Version 1.0 of the TG Index is live! I imagine that this is something that will experience multiple iterations, but I wanted to get this out in time for March Madness 2025.

Background

I initially had a theory in 2018 that it was not about selecting the overall winner of March Madness, it was about analyzing individual matchups. If a team has one bad matchup, it could doom their entire tournament, and I did not want to rely on a team to go all the way in that case, even if they had more favorable outcomes overall. So I created some views in a notebook of team playstyles (distribution and efficiency of scoring 2s, 3s, FTs). This heavily influenced how I selected teams in close games if one team had a more favorable matchup (eg. a team that is an elite 3pt shooting team coming up against a team that has poor perimeter defense.
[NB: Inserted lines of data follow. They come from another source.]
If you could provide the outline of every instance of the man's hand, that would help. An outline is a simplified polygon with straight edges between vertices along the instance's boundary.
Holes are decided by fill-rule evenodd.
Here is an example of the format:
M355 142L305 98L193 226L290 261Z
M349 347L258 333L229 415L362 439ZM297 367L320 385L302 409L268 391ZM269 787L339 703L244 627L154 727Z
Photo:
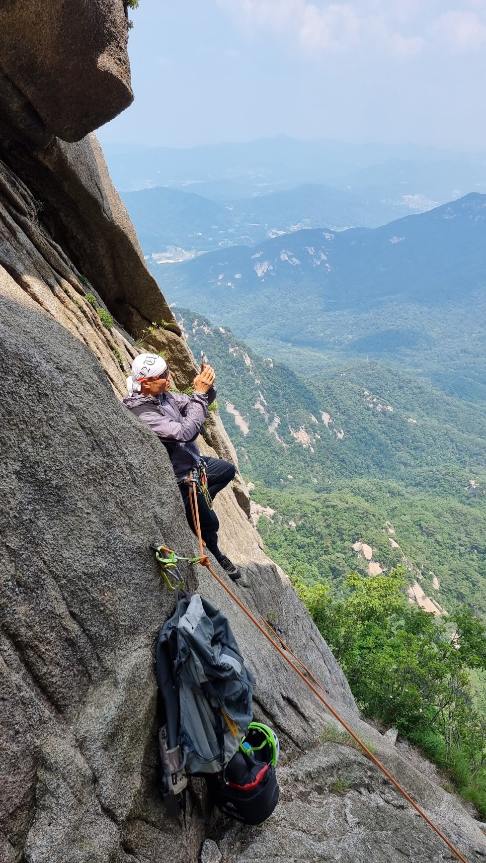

I never said this was revolutionary!). This resulted in my best March Madness bracket ever at the time.

Nonetheless, I failed once again to pick the correct March Madness champion. I realized that despite this method of selecting favorable matchups, it was still vital to identify the few teams in the field who had what it takes to go all the way. In 2019 I devised the first evolution of TGX. At the time, it wasn’t great, but the purpose was sound – create an index rating to identify the most important stats from the field based on historical champions’ stats. I have been working on this on and off ever since, and slowly incorporating other views to assist in my bracket-making.

How is TGX calculated?

The current iteration is utilizing eFG%, 3PT%, 2PT%, TO%, Non-Steal TO%, OReb% for offense, Opponent eFG%, 3PT%, 2PT%, Block%, and Average Height. These 11 stats are the most notable in terms of consistent performance and requirement for championship teams to be above average. The index weights these based on level of importance/correlation.

Please note that this is NOT an efficiency metric! I am planning on creating some efficiency metrics of my own, as well as resume metrics. These may potentially be baked in too, if they appear to be statistically significant historically. For now, this is based on raw stats that most meaningfully align with former champions.

Using TGX1 (which I am now dubbing this initial version), the lowest score a champion has finished with since 2007 is a 50.0, while the champion average is about 70.0. The highest was Kentucky’s 2012 team with a whopping 102.0.

Please enjoy as TGX and teddygeary.com grow and evolve! I am happy to have you along for the ride.